Recon replaced the Access now at Orvis, right? They don't even have the Recon on the website yet but it's in the store. Just got my 9' 8wt Access about 6 months ago...figures.


Posted using Outdoor Hub Campfire


----------



## IGbullshark (Aug 10, 2012)

Yeah but which rod?


----------



## Rasper (Sep 6, 2012)

I just picked up an Echo Edge 9' 7wt.... already had an Echo Ion reel and Echo sphere floating streamer/nymphing line. I have some 10' sink tips and my girl just bought me the complete 5' airflo polyleader kit. Floating to 6.1ips. Can't wait to get out and give it a go. I'll mainly be using the 5' sink tips for spring and for summer bass. The 10' sink tips are for deep holes in winter.


----------



## rickerd (Jul 16, 2008)

get a 10 footer for these streams. trust me more forgiveness on feisty fish and a longer reach for high sticking.

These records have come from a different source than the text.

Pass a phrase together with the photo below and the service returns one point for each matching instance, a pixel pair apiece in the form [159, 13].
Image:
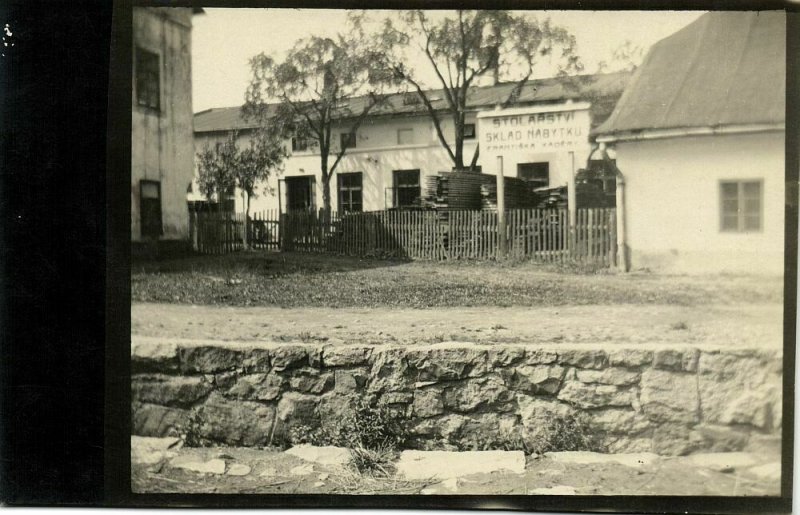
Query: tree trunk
[246, 220]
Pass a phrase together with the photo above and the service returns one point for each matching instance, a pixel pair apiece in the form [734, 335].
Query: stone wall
[666, 399]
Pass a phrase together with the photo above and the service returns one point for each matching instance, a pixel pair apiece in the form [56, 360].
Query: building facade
[396, 149]
[162, 148]
[699, 136]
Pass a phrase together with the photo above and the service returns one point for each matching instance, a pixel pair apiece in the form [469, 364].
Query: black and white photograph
[458, 252]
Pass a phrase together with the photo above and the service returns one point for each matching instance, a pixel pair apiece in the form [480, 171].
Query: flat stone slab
[149, 451]
[723, 461]
[215, 466]
[768, 471]
[638, 459]
[324, 455]
[447, 464]
[554, 490]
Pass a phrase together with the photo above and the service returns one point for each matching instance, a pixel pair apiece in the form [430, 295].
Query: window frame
[345, 138]
[472, 134]
[145, 228]
[405, 130]
[345, 193]
[140, 78]
[741, 225]
[397, 187]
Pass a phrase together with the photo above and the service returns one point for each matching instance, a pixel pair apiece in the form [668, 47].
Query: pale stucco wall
[162, 147]
[673, 202]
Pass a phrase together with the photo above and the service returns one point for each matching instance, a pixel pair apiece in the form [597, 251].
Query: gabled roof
[601, 86]
[726, 68]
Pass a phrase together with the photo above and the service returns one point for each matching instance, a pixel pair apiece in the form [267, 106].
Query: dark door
[300, 193]
[536, 174]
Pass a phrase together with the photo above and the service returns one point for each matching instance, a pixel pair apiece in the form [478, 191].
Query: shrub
[564, 433]
[373, 434]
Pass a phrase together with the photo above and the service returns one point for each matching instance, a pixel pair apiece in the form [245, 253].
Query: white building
[699, 136]
[397, 146]
[162, 161]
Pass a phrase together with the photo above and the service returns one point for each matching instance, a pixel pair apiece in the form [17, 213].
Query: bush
[373, 433]
[565, 433]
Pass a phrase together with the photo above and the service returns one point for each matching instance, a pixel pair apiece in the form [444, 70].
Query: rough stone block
[583, 358]
[613, 375]
[256, 360]
[479, 393]
[630, 358]
[346, 355]
[289, 356]
[447, 363]
[427, 403]
[540, 357]
[669, 396]
[350, 380]
[595, 395]
[155, 420]
[208, 359]
[155, 356]
[169, 390]
[311, 380]
[234, 422]
[259, 387]
[505, 356]
[544, 379]
[715, 438]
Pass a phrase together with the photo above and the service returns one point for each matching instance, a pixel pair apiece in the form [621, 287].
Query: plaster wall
[672, 202]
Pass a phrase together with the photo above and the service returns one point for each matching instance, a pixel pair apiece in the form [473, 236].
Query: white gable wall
[673, 202]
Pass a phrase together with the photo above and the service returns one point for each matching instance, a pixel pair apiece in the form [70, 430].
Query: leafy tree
[463, 47]
[626, 57]
[231, 165]
[315, 87]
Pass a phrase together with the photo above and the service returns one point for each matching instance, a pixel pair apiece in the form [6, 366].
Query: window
[299, 144]
[469, 131]
[405, 136]
[150, 208]
[350, 192]
[148, 89]
[347, 140]
[741, 206]
[406, 188]
[411, 99]
[535, 174]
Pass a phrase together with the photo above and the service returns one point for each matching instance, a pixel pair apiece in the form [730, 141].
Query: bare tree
[462, 48]
[231, 165]
[322, 84]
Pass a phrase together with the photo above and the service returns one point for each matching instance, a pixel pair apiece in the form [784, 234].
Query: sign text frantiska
[536, 131]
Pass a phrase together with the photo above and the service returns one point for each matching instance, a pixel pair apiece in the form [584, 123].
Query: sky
[223, 40]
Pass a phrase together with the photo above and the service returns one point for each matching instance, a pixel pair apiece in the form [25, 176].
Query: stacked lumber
[518, 193]
[453, 190]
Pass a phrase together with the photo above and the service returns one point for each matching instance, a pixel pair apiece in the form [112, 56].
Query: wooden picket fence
[220, 233]
[541, 235]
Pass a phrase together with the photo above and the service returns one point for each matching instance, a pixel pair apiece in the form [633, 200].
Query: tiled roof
[726, 68]
[601, 86]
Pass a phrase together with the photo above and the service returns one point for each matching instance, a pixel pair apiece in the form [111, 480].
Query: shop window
[469, 131]
[150, 208]
[741, 206]
[536, 174]
[347, 140]
[148, 89]
[405, 136]
[350, 192]
[406, 188]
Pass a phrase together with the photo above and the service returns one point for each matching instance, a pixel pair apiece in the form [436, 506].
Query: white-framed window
[405, 136]
[741, 205]
[148, 79]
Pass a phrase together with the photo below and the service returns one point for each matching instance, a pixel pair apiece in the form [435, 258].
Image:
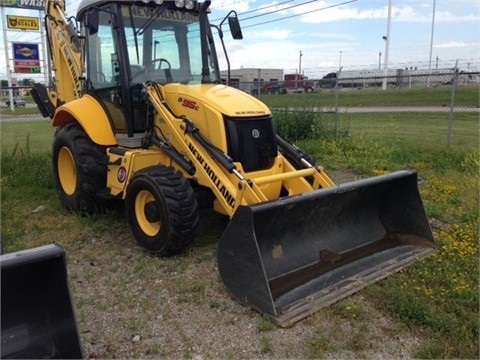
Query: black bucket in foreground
[37, 315]
[290, 257]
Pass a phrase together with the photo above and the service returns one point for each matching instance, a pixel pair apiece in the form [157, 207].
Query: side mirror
[92, 22]
[235, 28]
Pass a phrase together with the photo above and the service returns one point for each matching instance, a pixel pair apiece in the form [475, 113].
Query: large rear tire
[162, 210]
[79, 170]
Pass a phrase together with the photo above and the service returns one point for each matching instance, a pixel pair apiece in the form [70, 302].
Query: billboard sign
[23, 22]
[24, 4]
[26, 58]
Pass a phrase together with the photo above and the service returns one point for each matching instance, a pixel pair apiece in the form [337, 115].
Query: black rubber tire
[162, 210]
[79, 170]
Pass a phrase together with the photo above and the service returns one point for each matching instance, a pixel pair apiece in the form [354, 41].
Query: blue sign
[25, 51]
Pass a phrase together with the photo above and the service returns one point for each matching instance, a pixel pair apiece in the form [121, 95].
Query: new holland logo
[23, 22]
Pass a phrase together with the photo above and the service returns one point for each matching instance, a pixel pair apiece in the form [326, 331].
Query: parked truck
[298, 83]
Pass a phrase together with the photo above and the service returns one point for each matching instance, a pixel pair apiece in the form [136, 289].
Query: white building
[251, 79]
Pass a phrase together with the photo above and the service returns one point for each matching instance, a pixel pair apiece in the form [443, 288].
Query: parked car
[17, 102]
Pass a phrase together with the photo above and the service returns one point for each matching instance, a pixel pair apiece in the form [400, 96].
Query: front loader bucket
[288, 258]
[37, 314]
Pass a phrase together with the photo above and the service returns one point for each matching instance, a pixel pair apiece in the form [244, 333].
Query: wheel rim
[67, 172]
[147, 213]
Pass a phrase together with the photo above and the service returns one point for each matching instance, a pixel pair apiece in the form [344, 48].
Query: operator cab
[131, 43]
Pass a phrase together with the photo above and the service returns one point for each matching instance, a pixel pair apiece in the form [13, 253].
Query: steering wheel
[160, 61]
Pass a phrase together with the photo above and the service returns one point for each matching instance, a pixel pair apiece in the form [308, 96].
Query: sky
[330, 34]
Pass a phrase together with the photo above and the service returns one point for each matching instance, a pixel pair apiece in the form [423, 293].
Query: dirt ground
[130, 304]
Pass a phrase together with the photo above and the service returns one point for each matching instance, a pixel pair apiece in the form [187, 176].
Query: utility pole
[431, 44]
[387, 45]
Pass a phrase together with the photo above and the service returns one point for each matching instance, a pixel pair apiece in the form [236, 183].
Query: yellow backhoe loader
[142, 115]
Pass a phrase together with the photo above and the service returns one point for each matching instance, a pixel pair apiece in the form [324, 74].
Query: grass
[29, 136]
[434, 300]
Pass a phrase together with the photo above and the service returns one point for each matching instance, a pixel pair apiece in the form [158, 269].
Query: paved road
[376, 109]
[327, 109]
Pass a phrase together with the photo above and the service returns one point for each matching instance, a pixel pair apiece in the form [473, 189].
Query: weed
[265, 324]
[265, 345]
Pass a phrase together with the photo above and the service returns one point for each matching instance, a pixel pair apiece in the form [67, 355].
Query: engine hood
[225, 99]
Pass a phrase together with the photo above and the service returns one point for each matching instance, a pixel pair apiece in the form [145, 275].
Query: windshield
[163, 45]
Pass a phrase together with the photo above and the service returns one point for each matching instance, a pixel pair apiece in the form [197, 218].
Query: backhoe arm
[65, 51]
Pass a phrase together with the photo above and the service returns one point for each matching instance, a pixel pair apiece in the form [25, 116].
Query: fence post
[452, 103]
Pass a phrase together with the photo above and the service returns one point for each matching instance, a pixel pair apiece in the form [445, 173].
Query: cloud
[453, 44]
[318, 13]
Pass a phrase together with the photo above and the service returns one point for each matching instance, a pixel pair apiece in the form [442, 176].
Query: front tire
[162, 210]
[79, 169]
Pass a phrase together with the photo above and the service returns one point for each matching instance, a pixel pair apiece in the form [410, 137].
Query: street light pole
[300, 62]
[431, 44]
[387, 45]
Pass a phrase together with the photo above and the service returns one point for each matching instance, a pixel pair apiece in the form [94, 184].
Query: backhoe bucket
[37, 315]
[288, 258]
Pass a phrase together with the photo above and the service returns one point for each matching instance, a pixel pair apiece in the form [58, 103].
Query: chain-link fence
[440, 108]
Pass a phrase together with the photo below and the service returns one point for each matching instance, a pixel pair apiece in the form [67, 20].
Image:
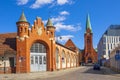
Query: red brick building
[34, 49]
[89, 53]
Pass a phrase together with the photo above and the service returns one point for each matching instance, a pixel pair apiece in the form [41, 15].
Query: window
[38, 48]
[40, 59]
[63, 56]
[57, 55]
[32, 62]
[44, 59]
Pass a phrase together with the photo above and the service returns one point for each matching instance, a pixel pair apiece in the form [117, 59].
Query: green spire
[22, 17]
[49, 22]
[88, 24]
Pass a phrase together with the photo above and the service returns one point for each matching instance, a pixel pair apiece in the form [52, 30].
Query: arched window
[68, 58]
[38, 48]
[57, 55]
[63, 56]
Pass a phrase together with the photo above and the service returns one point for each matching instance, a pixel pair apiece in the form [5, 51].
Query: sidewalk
[30, 76]
[108, 71]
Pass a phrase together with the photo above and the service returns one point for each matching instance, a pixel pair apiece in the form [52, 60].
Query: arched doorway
[38, 57]
[57, 59]
[89, 60]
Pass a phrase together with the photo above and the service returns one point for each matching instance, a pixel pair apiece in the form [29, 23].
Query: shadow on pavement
[102, 71]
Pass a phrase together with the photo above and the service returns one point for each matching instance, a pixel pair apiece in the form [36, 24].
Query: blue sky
[68, 16]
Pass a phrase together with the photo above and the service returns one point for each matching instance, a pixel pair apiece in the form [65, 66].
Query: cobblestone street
[80, 73]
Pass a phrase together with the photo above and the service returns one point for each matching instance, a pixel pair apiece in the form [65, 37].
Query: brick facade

I got the 10' 7wt Echo Ion a couple years back, it is perfect for our streams. Swinging, nymphing. My 9 year old was casting it well last Spring with a sinktip on it. This rod is made for our streams and fish.

Rickerd


----------



## lunker23 (Jun 28, 2013)

So, I just got the scoop on the 10' Recons. They won't ship until 3-6-2015 and you can't pre order. I've taken the information you guys provided and I may return the 8wt 9' that I purchased and either wait for the 7wt 10' to ship or just get the 7wt 9' (which the Orvis store already has). 
I will be using this rod all year round so Steelhead, Largemouth, Smallmouth, Carp, Cats, etc. will be caught with this rod. I'll use the Hydros 8wt 9' when I go to the Sea of Cortez. 
With that, I think my question has been answered. I should go with the 7wt 9' Recon as this will be a better all around rod. The only other question I have is, would it be alright if I "line up" as I currently have 8 wt line on my Hydros reel? It wouldn't be a big deal to purchase 7 wt line, but I just purchased the 8 wt and would like to get my monies worth from that line.....

Any thoughts or is my rambling giving you guys headaches?


----------



## Indybio72 (Nov 6, 2013)

If your going to be going for carp and bass as well with this rod, I'd stick with the 9 footer. and I see no reason you can't use the 8wt line on that rod. It's a fast action rod so it won't slow it down too much. My first rod was an 8wt and I used an 8wt line on my newer 7wt rods for awhile until I got an actual 7wt line. Never had problems with it.


----------